Using this double-pass concept, CMC designed the Therac-25, a dual-mode linear accelerator that can deliver either photons at 25 Me V or electrons at various energy levels (see Figure 1). Compared with the Therac-20, the Therac-25 is notably more compact, more versatile, and arguably easier to use. The higher energy takes advantage of the phenomenon of "depth dose": As the energy increases, the depth in the body at which maximum dose buildup occurs also increases, sparing the tissue above the target area. Economic advantages also come into play for the customer, since only one machine is required for both treatment modalities (electrons and photons).



Several features of the Therac-25 are important in understanding the accidents. First, like the Therac-6 and the Therac-20, the Therac-25 is controlled by a PDP 11. However, CMC designed the Therac-25 to take advantage of computer control from the outset; CMC did not build on a stand-alone machine. The Therac-6 and Therac-20 had been designed around machines that already had histories of clinical use without computer control.

In addition, the Therac-25 software has more responsibility for maintaining safety than the software in the previous machines. The Therac-20 has independent protective circuits for monitoring electron-beam scanning, plus mechanical interlocks for policing the machine and ensuring safe operation. The Therac-25 relies more on software for these functions. CMC took advantage of the computer's abilities to control and monitor the hardware and decided not to duplicate all the existing hardware safety mechanisms and interlocks. This approach is becoming more common as companies decide that hardware interlocks and backups are not worth the expense, or they put more faith (perhaps misplaced) on software than on hardware reliability.

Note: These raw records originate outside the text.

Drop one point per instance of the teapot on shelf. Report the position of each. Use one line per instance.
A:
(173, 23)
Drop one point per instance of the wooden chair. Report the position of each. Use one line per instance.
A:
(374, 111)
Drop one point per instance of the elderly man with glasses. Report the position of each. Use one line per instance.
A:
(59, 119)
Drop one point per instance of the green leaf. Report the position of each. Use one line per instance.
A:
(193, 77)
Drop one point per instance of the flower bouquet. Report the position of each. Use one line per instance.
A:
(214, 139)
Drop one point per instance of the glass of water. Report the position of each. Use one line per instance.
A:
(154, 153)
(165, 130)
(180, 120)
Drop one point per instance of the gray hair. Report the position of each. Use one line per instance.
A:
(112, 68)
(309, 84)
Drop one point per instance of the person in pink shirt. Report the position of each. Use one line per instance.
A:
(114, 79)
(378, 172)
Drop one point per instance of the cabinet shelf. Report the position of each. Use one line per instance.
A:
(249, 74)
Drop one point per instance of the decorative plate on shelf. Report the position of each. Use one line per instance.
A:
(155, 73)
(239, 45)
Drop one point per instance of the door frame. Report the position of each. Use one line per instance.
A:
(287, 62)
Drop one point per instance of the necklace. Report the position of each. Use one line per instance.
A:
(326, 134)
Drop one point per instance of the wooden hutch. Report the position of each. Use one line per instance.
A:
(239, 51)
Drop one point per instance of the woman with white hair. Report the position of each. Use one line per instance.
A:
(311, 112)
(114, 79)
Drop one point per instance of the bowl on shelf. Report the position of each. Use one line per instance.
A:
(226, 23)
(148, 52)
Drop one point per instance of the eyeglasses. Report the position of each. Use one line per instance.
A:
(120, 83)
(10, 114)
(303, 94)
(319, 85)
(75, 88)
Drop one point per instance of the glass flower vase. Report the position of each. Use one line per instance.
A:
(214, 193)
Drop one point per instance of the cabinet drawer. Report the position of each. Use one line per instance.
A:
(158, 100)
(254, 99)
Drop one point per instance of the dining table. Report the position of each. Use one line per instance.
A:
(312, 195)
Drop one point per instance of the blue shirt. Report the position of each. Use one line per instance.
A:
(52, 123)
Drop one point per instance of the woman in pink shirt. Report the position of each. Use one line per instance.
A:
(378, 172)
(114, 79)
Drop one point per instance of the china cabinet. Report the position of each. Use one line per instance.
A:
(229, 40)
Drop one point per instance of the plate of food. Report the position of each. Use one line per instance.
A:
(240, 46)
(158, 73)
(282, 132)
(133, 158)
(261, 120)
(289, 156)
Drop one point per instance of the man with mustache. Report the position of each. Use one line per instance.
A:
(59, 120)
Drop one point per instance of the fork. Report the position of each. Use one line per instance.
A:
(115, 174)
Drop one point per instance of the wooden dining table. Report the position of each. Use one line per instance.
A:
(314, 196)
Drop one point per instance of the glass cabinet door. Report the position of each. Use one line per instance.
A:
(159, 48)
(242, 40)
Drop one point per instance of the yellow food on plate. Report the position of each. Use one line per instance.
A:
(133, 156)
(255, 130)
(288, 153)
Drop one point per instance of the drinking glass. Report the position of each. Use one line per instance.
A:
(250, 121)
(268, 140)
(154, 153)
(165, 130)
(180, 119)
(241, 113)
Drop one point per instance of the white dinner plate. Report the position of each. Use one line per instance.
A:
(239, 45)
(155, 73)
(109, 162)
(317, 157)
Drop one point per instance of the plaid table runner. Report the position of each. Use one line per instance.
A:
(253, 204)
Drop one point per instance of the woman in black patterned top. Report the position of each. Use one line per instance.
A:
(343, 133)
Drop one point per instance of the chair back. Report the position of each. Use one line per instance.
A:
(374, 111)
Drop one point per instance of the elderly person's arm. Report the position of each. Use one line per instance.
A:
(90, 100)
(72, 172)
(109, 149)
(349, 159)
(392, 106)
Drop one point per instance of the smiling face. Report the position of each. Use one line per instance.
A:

Finally some software for the machines was interrelated or reused. In a letter to a Therac-25 user, the CMC quality assurance manager said, "The same Therac-6 package was used by the CMC software people when they started the Therac-25 software. The Therac-20 and Therac-25 software programs were done independently, starting from a common base." Reuse of Therac-6 design features or modules may explain some of the problematic aspects of the Therac-25 software development and design. The quality assurance manager was apparently unaware that some Therac-20 routines were also used in the Therac-25; this was discovered after a bug related to one of the Therac-25 accidents was found in the Therac-20 software.

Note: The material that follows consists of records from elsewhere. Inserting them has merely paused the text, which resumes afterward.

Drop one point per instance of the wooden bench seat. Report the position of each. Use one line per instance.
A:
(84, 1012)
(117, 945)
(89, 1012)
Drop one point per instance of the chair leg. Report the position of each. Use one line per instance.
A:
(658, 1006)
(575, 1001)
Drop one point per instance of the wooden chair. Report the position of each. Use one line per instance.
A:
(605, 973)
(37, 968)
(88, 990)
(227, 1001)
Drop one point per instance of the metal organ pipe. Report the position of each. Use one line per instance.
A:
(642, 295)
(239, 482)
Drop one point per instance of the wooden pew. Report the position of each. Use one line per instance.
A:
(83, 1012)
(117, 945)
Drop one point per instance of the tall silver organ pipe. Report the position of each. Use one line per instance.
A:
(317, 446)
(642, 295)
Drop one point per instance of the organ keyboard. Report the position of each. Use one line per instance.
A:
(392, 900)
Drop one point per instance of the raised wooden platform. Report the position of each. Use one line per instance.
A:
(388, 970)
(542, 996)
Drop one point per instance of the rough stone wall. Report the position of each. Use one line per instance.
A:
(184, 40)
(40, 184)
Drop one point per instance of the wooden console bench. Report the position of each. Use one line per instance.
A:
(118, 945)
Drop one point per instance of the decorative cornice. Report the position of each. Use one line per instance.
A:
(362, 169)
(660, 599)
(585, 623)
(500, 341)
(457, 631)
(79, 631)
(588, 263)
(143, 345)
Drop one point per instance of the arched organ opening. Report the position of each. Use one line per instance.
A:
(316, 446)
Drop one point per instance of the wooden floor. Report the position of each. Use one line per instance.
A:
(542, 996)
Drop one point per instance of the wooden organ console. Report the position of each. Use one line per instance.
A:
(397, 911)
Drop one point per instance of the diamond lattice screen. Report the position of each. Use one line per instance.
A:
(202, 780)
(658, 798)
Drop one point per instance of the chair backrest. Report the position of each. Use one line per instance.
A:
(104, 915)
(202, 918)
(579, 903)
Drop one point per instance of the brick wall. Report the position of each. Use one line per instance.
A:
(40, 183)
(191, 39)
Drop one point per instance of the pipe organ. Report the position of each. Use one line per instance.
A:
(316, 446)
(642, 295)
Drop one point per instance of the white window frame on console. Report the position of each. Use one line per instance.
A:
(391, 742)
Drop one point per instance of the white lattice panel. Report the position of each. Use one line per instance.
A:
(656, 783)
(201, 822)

CMC produced the first hardwired prototype of the Therac-25 in 1976, and the completely computerized commercial version was available in late 1982. In March 1983, CMC performed a safety analysis on the Therac-25. This analysis was in the form of a fault tree and apparently excluded the software. According the final report, the analysis made several assumptions:

    1. Programming errors have been reduced by extensive testing on a hardware simulator and under field conditions on teletherapy units. Any residual software errors are not included in the analysis.
    2. Program software does not degrade due to wear, fatigue, or reproduction process.
    3. Computer execution errors are caused by faulty hardware components and by "soft" (random) errors induced by alpha particles and electromagnetic noise.

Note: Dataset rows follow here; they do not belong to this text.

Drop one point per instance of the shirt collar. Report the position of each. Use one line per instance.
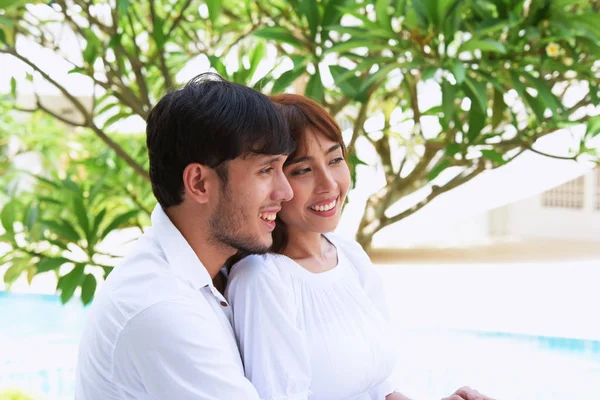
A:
(180, 256)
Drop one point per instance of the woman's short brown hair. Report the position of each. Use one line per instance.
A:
(304, 114)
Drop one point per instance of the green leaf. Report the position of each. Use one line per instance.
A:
(428, 73)
(535, 105)
(158, 32)
(50, 263)
(493, 156)
(332, 15)
(77, 70)
(214, 9)
(279, 34)
(444, 8)
(476, 91)
(6, 4)
(69, 282)
(81, 215)
(92, 48)
(352, 44)
(593, 127)
(286, 79)
(68, 184)
(452, 149)
(5, 21)
(498, 108)
(88, 288)
(119, 221)
(545, 93)
(459, 71)
(115, 118)
(7, 217)
(66, 231)
(48, 182)
(31, 215)
(96, 227)
(218, 65)
(115, 40)
(345, 80)
(448, 97)
(354, 162)
(106, 107)
(314, 87)
(376, 78)
(383, 16)
(257, 55)
(123, 6)
(310, 9)
(437, 169)
(13, 87)
(483, 45)
(15, 270)
(477, 118)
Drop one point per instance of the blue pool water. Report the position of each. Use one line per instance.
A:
(39, 336)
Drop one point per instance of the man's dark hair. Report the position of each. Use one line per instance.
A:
(209, 121)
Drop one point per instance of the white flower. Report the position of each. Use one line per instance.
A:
(552, 49)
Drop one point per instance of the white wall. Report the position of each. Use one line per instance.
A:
(529, 219)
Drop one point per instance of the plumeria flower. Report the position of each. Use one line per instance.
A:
(552, 49)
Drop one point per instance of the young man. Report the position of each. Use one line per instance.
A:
(159, 329)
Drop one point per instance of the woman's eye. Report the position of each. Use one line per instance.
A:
(301, 172)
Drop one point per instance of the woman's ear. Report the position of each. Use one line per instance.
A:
(199, 181)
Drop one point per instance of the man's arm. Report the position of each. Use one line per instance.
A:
(466, 393)
(396, 396)
(173, 350)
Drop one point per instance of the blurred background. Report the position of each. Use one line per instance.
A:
(473, 131)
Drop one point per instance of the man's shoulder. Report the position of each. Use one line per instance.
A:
(143, 278)
(256, 267)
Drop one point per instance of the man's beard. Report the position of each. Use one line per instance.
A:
(227, 228)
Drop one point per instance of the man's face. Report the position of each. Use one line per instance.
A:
(244, 215)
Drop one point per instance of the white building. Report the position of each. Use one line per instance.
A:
(567, 211)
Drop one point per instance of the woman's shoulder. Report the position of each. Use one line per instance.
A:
(258, 277)
(349, 247)
(257, 269)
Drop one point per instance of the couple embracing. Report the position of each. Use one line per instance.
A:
(251, 187)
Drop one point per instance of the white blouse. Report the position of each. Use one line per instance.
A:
(304, 335)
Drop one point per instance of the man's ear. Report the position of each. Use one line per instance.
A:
(199, 182)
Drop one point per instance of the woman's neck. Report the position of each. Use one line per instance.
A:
(304, 244)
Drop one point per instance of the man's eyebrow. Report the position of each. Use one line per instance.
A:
(306, 158)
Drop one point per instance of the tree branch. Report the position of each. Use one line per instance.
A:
(530, 148)
(87, 117)
(435, 191)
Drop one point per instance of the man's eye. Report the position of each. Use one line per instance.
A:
(301, 172)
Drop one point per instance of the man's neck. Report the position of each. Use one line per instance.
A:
(194, 231)
(303, 244)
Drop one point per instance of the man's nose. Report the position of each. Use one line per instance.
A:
(283, 191)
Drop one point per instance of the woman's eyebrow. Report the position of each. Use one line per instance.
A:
(306, 158)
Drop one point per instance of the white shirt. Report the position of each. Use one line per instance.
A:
(159, 329)
(313, 336)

The fault tree resulting from this analysis does appear to include computer failure, although apparently judging from these assumptions, it considers only hardware failures. For example, in one OR gate leading to the event of getting the wrong energy, a box contains "Computer selects wrong energy" and a probability of 10-11 is assigned to this event. For "Computer selects wrong mode," a probability of 4 x 10-9 is given. The report provides no justification of either number.